Surviving death relies upon the axiom that some aspect of our individuality has the capability, or potential for developing the capability to live beyond the death of the body and brain. You don't have to "know" for sure, or have complete faith to at least stay open to the possibility that it could happen. Complete denial of this kind of life extension would likely dampen efforts at bardo training. The opposite, complete, unquestioning belief in the form of blind faith in an afterlife of some kind would appear equally a hindrance - why bother to do anything about death if what's going to happen is a given?

It appears completely a matter of personal experience as to how one views the possibility of surviving death. Yes, you can point to much convincing evidence that indicates crossover contact - Aldous Huxley giving a convincing sign to his wife Laura after he died is the classic example given in Cosmic Trigger.

We have countless accounts of Near Death Experiences from people who have apparently witnessed some form of life after death.

Cultures around the world, independently of one another, have developed myth based technologies, Books of the Dead, for helping the bardo voyager survive and respond to the transition of death. These include the Tibetan, Egyptian, Mayan, Aztec, and Hopi Indian. The Tibetan Book of the Dead translates to English as 'Liberation by Hearing'. The Egyptian Book of the Dead is based on a body of ancient texts that collectively translates as 'Manifestation in the Light' or 'Coming Forth By Day. '

In recent times we see Burroughs' version of the Egyptian death technology in his book The Western Lands which morphed into musical form on Seven Souls by Material, envisioned and produced by Bill Laswell. Whether he knew it or not, Douglass Adams wrote a very educational science fiction Book of the Dead called The Hitchiker's Guide to the Galaxy. Quite a bit of valuable bardo training data in that one. By far, the most practical work for jumping into it is the American Book of the Dead by E.J. Gold. It's basically the Bardo Thodol put into an American cultural context. It also contains simple, precise instructions for how to begin and how to do it. I also consider Finnegans Wake by Gentleman Jim Joyce and Against the Day by St. Thomas Pynchon as Books of the Dead.

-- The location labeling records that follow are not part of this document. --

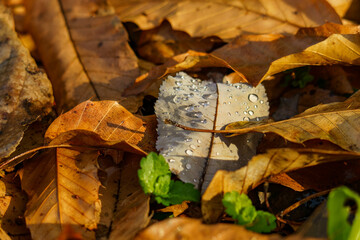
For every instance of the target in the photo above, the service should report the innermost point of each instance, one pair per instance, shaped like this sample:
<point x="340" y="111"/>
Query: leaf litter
<point x="85" y="51"/>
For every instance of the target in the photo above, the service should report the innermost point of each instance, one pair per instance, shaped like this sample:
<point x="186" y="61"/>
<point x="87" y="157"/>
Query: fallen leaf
<point x="256" y="57"/>
<point x="84" y="48"/>
<point x="26" y="93"/>
<point x="193" y="156"/>
<point x="110" y="121"/>
<point x="261" y="166"/>
<point x="334" y="122"/>
<point x="188" y="228"/>
<point x="12" y="207"/>
<point x="161" y="43"/>
<point x="62" y="185"/>
<point x="176" y="209"/>
<point x="227" y="19"/>
<point x="132" y="210"/>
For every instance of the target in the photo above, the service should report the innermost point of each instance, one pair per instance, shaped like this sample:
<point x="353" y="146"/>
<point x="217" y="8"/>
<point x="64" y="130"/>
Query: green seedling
<point x="298" y="77"/>
<point x="155" y="179"/>
<point x="240" y="208"/>
<point x="344" y="214"/>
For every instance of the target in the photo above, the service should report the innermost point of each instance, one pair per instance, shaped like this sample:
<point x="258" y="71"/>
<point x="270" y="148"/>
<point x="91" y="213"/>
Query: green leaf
<point x="338" y="225"/>
<point x="239" y="207"/>
<point x="154" y="174"/>
<point x="264" y="222"/>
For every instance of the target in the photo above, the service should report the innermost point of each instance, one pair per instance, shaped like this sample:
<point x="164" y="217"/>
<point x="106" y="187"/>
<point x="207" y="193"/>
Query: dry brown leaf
<point x="256" y="57"/>
<point x="189" y="228"/>
<point x="12" y="207"/>
<point x="334" y="122"/>
<point x="176" y="209"/>
<point x="273" y="162"/>
<point x="110" y="121"/>
<point x="161" y="43"/>
<point x="225" y="18"/>
<point x="84" y="48"/>
<point x="26" y="93"/>
<point x="132" y="210"/>
<point x="62" y="185"/>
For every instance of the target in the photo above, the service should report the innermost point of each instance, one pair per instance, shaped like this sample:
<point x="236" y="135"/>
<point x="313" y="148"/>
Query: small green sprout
<point x="339" y="224"/>
<point x="155" y="179"/>
<point x="240" y="208"/>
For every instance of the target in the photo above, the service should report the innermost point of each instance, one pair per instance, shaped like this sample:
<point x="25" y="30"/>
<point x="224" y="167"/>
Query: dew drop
<point x="188" y="152"/>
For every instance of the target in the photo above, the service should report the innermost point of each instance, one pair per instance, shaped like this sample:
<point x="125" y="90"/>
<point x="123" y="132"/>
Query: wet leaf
<point x="63" y="186"/>
<point x="256" y="57"/>
<point x="26" y="92"/>
<point x="335" y="122"/>
<point x="84" y="48"/>
<point x="132" y="210"/>
<point x="110" y="121"/>
<point x="201" y="19"/>
<point x="261" y="166"/>
<point x="193" y="156"/>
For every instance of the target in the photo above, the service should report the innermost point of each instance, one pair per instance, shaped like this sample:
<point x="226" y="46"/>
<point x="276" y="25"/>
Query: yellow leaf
<point x="227" y="19"/>
<point x="84" y="49"/>
<point x="334" y="122"/>
<point x="261" y="166"/>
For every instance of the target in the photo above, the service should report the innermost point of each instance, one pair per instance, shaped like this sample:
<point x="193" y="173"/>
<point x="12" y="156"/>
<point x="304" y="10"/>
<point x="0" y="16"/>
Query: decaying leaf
<point x="193" y="156"/>
<point x="274" y="161"/>
<point x="256" y="57"/>
<point x="63" y="187"/>
<point x="12" y="207"/>
<point x="188" y="228"/>
<point x="25" y="94"/>
<point x="335" y="122"/>
<point x="132" y="210"/>
<point x="84" y="48"/>
<point x="110" y="121"/>
<point x="202" y="19"/>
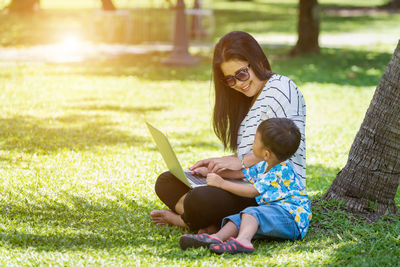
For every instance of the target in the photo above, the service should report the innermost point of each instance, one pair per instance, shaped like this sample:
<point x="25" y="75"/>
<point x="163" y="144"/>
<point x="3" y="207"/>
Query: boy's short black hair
<point x="281" y="136"/>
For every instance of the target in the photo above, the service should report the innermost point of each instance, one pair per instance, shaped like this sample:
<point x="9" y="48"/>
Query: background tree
<point x="307" y="28"/>
<point x="23" y="6"/>
<point x="369" y="181"/>
<point x="107" y="5"/>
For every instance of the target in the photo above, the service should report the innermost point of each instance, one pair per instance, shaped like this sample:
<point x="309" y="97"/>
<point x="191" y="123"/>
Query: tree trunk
<point x="23" y="6"/>
<point x="392" y="4"/>
<point x="369" y="181"/>
<point x="196" y="30"/>
<point x="307" y="28"/>
<point x="107" y="5"/>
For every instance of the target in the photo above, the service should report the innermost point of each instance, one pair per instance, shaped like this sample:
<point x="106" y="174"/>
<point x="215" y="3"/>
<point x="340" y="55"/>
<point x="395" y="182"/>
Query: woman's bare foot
<point x="167" y="217"/>
<point x="212" y="229"/>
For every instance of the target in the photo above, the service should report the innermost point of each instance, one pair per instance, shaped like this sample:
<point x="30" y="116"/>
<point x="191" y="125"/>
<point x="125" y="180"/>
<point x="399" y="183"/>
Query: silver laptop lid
<point x="168" y="154"/>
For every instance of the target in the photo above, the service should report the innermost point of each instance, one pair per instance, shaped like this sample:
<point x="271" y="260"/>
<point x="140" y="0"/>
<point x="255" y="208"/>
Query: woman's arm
<point x="243" y="190"/>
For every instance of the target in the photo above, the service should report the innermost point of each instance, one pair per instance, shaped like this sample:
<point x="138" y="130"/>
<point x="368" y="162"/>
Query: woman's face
<point x="250" y="87"/>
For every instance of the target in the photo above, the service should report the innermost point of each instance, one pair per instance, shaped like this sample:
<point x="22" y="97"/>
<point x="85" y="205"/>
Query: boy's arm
<point x="243" y="190"/>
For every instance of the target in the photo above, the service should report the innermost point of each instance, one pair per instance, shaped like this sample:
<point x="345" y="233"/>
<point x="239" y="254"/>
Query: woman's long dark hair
<point x="232" y="106"/>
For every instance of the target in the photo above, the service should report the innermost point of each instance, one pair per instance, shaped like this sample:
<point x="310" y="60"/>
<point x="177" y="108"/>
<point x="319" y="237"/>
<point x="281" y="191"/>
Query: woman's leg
<point x="206" y="205"/>
<point x="170" y="190"/>
<point x="172" y="193"/>
<point x="248" y="228"/>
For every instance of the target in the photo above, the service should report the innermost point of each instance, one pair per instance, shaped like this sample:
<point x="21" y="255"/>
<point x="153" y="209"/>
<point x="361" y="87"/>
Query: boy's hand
<point x="214" y="180"/>
<point x="203" y="171"/>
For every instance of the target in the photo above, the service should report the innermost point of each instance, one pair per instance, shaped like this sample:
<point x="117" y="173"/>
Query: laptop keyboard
<point x="196" y="179"/>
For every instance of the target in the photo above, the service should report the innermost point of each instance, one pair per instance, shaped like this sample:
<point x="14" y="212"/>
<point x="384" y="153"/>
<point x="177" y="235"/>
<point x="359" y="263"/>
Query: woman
<point x="246" y="93"/>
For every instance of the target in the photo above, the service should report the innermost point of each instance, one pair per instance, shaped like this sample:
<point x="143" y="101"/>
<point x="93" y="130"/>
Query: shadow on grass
<point x="74" y="223"/>
<point x="67" y="222"/>
<point x="336" y="66"/>
<point x="74" y="132"/>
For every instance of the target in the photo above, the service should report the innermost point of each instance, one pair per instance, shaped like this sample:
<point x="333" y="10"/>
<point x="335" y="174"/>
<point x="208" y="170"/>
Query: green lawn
<point x="78" y="166"/>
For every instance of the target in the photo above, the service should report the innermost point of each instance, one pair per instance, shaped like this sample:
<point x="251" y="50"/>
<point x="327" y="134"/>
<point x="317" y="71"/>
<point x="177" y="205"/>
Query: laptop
<point x="172" y="161"/>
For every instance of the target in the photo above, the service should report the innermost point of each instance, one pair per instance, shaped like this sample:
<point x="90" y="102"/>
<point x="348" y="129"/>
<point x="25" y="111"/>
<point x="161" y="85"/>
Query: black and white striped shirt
<point x="280" y="98"/>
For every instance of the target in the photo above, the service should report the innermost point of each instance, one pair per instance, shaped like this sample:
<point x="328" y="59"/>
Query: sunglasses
<point x="241" y="75"/>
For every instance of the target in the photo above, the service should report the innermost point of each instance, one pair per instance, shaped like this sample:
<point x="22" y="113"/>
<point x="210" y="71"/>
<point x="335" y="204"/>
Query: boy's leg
<point x="227" y="231"/>
<point x="248" y="228"/>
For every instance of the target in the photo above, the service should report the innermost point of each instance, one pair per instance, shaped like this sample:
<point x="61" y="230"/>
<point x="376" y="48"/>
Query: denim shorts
<point x="274" y="222"/>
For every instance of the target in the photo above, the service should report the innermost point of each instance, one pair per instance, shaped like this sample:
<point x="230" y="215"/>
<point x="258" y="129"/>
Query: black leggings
<point x="204" y="205"/>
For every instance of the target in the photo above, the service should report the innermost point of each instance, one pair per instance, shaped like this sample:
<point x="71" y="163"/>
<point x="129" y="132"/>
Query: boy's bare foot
<point x="167" y="217"/>
<point x="212" y="229"/>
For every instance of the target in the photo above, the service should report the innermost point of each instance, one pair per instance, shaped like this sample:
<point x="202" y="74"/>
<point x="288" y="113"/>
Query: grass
<point x="78" y="166"/>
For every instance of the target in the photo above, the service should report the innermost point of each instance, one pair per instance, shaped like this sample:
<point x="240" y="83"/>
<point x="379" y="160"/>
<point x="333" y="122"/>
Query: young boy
<point x="284" y="208"/>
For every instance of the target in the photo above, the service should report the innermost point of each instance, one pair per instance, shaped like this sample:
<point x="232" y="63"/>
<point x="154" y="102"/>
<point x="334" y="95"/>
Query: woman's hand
<point x="202" y="171"/>
<point x="218" y="164"/>
<point x="228" y="162"/>
<point x="214" y="180"/>
<point x="201" y="163"/>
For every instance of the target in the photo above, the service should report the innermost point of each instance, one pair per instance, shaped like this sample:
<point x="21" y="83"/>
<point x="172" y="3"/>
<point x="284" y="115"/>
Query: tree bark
<point x="107" y="5"/>
<point x="23" y="6"/>
<point x="369" y="181"/>
<point x="392" y="4"/>
<point x="307" y="28"/>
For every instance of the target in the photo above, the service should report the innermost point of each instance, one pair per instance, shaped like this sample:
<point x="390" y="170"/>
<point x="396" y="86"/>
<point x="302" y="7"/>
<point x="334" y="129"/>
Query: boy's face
<point x="258" y="147"/>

Yes, objections can be made to all the non-scientifically vetted evidence above - it's superstitious nonsense, fantasy, hallucinations near death etc. That's why I say personal experience determines the key factor in how one sees this.

The most easily obtainable personal evidence, in my experience, can be had by doing readings for people immediately after they've left their body or as close to the moment of death as possible. Learning to contact and unmistakeably feeling that contact with a being whose body just died will provide this kind of evidence.

I found it interesting and telling that Robert Anton Wilson and Timothy Leary, both proponents of any and every kind of life extension, turned down the cryogenics option - having their brain and/or body frozen with the hope of getting it reanimated at a later date when issues of mortality had been extended or resolved.

Bardo training proves to be very useful even if it turns out that nothing survives death, that no afterlife exists. Stanislav Grof put it well in his "Books of the Dead - Manuals for Living and Dying:"

The experiential practice of dying, or 'dying before dying,' has two important consequences. It liberates the individual from fear of death and changes his or her attitude toward dying, and so prepares him or her for the experiences at the time of biological demise, and by eliminating the fear of death, it transforms the individual's way of being in the world. For this reason, there is no fundamental difference for the preparation of death by exploration of dying, on the one hand, and spiritual practice leading to enlightenment, on the other. This is the reason why the ancient books of the dead could be used in both situations.

Gurdjieff, in In Search of the Miraculous, talks about a "crystalization, " a fusion of a person's inner qualities that can gain a certain independence from external influence:

If there is anything in a man able to resist external influences, then this very thing itself may be able to resist the death of the physical body.

In this way he relates self-development with surviving death. That quote is from p. 31; on the next page he talks about how to go about getting this crystallization to happen. It's very relevant to this discussion if you have that book available. One of Gurdjieff's heresies taught that humans don't automatically possess a soul, only the potential for making one.

Monty Python also addressed this issue in the Meaning of Life:



Our second axiom: Inner growth makes it possible to form something that can survive death.